Perfectionistic, unattainable goals are cited as an explanation for the increasing rates of plastic surgery and anorexia nervosa. Anorexia is one of the most prevalent eating disorders in Western countries "affecting an estimated 2.5 million people in the United States alone." Of this number, more than 90 percent of anorexics are girls and young women. They suffer from a "serious mental health disease that involves compulsive dieting and drastic weight loss". This weight loss is the result of deliberate self-starvation to achieve a thinner appearance, and it is frequently associated with the disorder bulimia. Anorexia's deep psychological roots make it difficult to treat and often extend the recovery process into a life-long journey.

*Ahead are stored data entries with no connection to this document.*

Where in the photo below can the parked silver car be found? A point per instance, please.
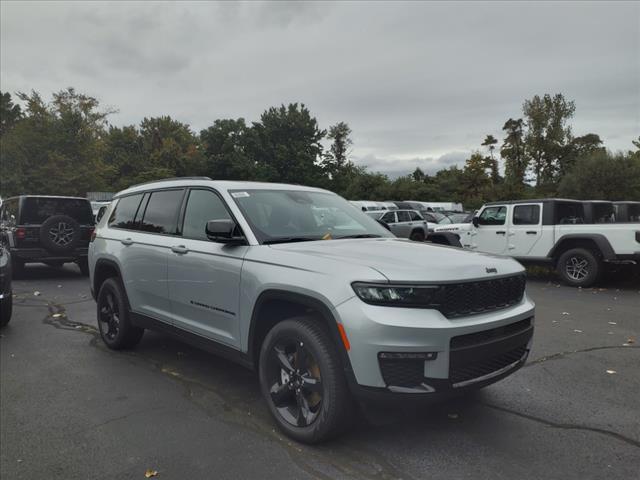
(315, 295)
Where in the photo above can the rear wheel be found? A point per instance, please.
(579, 267)
(302, 381)
(114, 323)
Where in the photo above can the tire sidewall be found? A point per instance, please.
(50, 222)
(593, 267)
(294, 329)
(111, 285)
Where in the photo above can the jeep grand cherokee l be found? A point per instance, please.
(320, 299)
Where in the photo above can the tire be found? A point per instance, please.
(417, 236)
(17, 268)
(83, 265)
(579, 267)
(114, 323)
(309, 399)
(59, 234)
(6, 306)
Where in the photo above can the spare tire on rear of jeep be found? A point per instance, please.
(59, 234)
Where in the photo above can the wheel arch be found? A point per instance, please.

Some feminists believe the beauty myth is part of a system that reinforces male dominance. According to Naomi Wolf, as women increasingly focus their attention on their physical appearance, their focus on equal rights and treatment takes a lower priority. The same is argued in Simone de Beauvoir's The Second Sex, in which she recounts the effects of societies that condition adolescent girls and young women to behave in feminine ways. According to Beauvoir, these changes encompass a "huge array of social expectations including physical appearance, but unlike the social expectations on boys, the social expectations on girls and women usually inhibit them from acting freely". In her argument, Beauvoir cites things such as clothing, make-up, diction and manners as subjects of scrutiny that women face but men do not.
Studies reveal that women today strive to achieve aesthetic ideals because they recognize the correlation between beauty and social standing. According to Dr. Vivian Diller's book Face It: What Women Really Feel as their Looks Change and What to Do About It, "most women agree, reporting the good looks continue to be associated with respect, legitimacy, and power in their relationships". In the commercial world, hiring, evaluations and promotions based on physical appearance push women to place the importance of beauty above that of their work and skills.
Over the course of history, beauty ideals for women have changed drastically to represent societal views. Women with fair skin were idealized and segregated and used to justify the unfair treatment of dark-skinned women. In the early 1900s, the ideal female body was represented by a pale complexion and cinched-waist; freckles, sun spots, and/or skin imperfections led to scrutiny by others. In 1920, women with a thinner frame and small bust were seen as beautiful, while the ideal body type of full-chested, hourglass figures began in the early 1950s, leading to a spike in plastic surgery and eating disorders. Society is continually shifting the socially constructed ideals of beauty imposed on women.
In February 2010, a filmed 42-minute lecture delivered by Naomi Wolf at California Lutheran University, entitled The Beauty Myth: The Culture of Beauty, Psychology, & the Self, was released on DVD by Into the Classroom Media.